After the third transition the tape looks like this:
$\begin{array}{lccccc} \mbox{Index:} & \ldots & -1 & 0 & 1 & 2 & \ldots\\ \mbox{Contents:} & \ldots & 0 & t_2 & t_1 & 0 & \ldots \end{array} $
and we are in state $s$ reading either cell $-1$ (if $d = L$) or cell $1$ (if $d = R$). I claim that $d = L$. To see this assume for a contradiction that $d = R$. Then if $t_1 = 0$, $M$ will not terminate (if $s = A$, we are essentially back in the starting position and $M$ will diverge to the right; if $s = B$ and $t_2 = 1$ $M$ will spin on cells 0 and 1 and if $s = B$ and $t_2 = 0$, $M$ will diverge to the left.) Now if $t_1 = 1$ and $s = s_2$, $M$ will halt on the next transition and so is not a winner. So $t_1 = 1$ and $s = s_1$, but then $M$ will loop (two cases to check: $s = A$ and $s = B$). In all cases when $d = R$, $M$ fails to win so $d = L$.
Now we know that the only transition that moves right is the one on $(A, 0)$. This implies that $M$ can never move right past a 1 that has already been written.
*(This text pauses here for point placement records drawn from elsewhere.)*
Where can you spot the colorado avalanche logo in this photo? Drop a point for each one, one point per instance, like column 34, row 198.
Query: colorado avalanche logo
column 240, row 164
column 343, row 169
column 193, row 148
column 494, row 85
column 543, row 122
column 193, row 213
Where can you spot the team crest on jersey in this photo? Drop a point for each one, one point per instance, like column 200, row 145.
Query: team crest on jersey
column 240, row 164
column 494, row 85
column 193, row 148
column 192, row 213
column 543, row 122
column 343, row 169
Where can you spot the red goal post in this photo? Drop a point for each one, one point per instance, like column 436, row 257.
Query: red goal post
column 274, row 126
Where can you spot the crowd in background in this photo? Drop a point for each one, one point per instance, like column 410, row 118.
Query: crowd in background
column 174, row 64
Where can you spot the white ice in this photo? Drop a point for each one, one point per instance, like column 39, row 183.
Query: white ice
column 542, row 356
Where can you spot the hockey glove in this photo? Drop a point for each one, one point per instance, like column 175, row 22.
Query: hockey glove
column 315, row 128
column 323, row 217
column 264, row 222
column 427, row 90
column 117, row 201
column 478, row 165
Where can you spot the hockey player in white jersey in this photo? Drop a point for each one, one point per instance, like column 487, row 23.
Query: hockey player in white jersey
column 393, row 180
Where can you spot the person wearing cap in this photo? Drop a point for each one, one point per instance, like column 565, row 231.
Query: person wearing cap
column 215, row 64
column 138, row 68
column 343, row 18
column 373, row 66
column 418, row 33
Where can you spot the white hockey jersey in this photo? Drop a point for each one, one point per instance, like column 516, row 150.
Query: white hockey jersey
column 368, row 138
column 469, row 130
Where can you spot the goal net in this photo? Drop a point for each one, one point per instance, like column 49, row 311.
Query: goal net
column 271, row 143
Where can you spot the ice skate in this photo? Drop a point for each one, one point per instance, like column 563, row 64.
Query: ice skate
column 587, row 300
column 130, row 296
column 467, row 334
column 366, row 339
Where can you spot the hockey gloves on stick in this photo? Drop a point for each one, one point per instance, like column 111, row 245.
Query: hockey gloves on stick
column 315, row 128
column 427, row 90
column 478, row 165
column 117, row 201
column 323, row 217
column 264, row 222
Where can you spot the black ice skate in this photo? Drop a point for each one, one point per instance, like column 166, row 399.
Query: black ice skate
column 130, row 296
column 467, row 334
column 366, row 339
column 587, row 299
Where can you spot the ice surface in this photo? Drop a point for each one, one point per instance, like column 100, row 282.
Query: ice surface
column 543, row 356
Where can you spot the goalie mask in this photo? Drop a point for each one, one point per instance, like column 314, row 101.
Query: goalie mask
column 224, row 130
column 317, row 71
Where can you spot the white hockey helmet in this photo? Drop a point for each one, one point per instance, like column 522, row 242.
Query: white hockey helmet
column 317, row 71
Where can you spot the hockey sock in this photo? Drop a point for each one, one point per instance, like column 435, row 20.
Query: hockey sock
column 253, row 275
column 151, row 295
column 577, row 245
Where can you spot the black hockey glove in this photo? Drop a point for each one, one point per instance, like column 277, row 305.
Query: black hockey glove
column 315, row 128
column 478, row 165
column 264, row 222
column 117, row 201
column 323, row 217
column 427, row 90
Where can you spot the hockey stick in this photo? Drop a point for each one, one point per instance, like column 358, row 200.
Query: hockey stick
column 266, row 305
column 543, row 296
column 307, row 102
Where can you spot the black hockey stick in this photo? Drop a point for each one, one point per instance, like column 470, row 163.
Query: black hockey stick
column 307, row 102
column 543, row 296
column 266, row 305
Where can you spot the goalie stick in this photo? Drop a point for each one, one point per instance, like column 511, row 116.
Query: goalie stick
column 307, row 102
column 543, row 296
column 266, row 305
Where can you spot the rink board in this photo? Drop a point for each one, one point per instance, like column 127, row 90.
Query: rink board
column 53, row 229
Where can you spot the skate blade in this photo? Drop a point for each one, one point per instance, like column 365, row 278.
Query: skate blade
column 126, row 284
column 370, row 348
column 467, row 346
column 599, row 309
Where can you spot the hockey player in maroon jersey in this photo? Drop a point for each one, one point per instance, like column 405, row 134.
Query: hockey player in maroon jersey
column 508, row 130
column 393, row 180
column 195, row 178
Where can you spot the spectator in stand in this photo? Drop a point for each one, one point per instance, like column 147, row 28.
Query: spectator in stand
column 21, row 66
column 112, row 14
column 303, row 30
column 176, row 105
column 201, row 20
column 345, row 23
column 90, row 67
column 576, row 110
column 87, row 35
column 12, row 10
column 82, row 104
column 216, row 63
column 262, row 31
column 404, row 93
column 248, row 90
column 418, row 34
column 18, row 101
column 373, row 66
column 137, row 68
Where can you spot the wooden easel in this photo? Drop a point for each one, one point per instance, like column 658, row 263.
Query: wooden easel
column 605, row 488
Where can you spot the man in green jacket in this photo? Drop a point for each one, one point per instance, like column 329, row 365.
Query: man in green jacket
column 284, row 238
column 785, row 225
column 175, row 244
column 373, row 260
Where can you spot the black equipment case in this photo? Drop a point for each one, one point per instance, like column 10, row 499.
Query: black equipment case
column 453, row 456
It follows that the penultimate transition must be a move right. I.e., it must be a transition on $(A, 0)$. But the successor state for this transition is $B$, so we must have $s_1 = A$ and $s_2 = B$. Now if $s = A$, $M$ will either fail to terminate or will halt and lose on the fourth transition (depending on the value of $t_2$). We conclude that $s = B$, so the transition function looks like this:
$\begin{array}{l} (A, 0) \mapsto (1, R, B) \\ (B, 0) \mapsto (t_1, L, A) \\ (A, 1) \mapsto (t_2, L, B) \\ (B, 1) \mapsto (1, X, H) \end{array}$
We now have just four cases to check and unsurprisingly the only possibility that makes $M$ terminate after writing four 1s is the one with $t_1 = t_2 = 1$.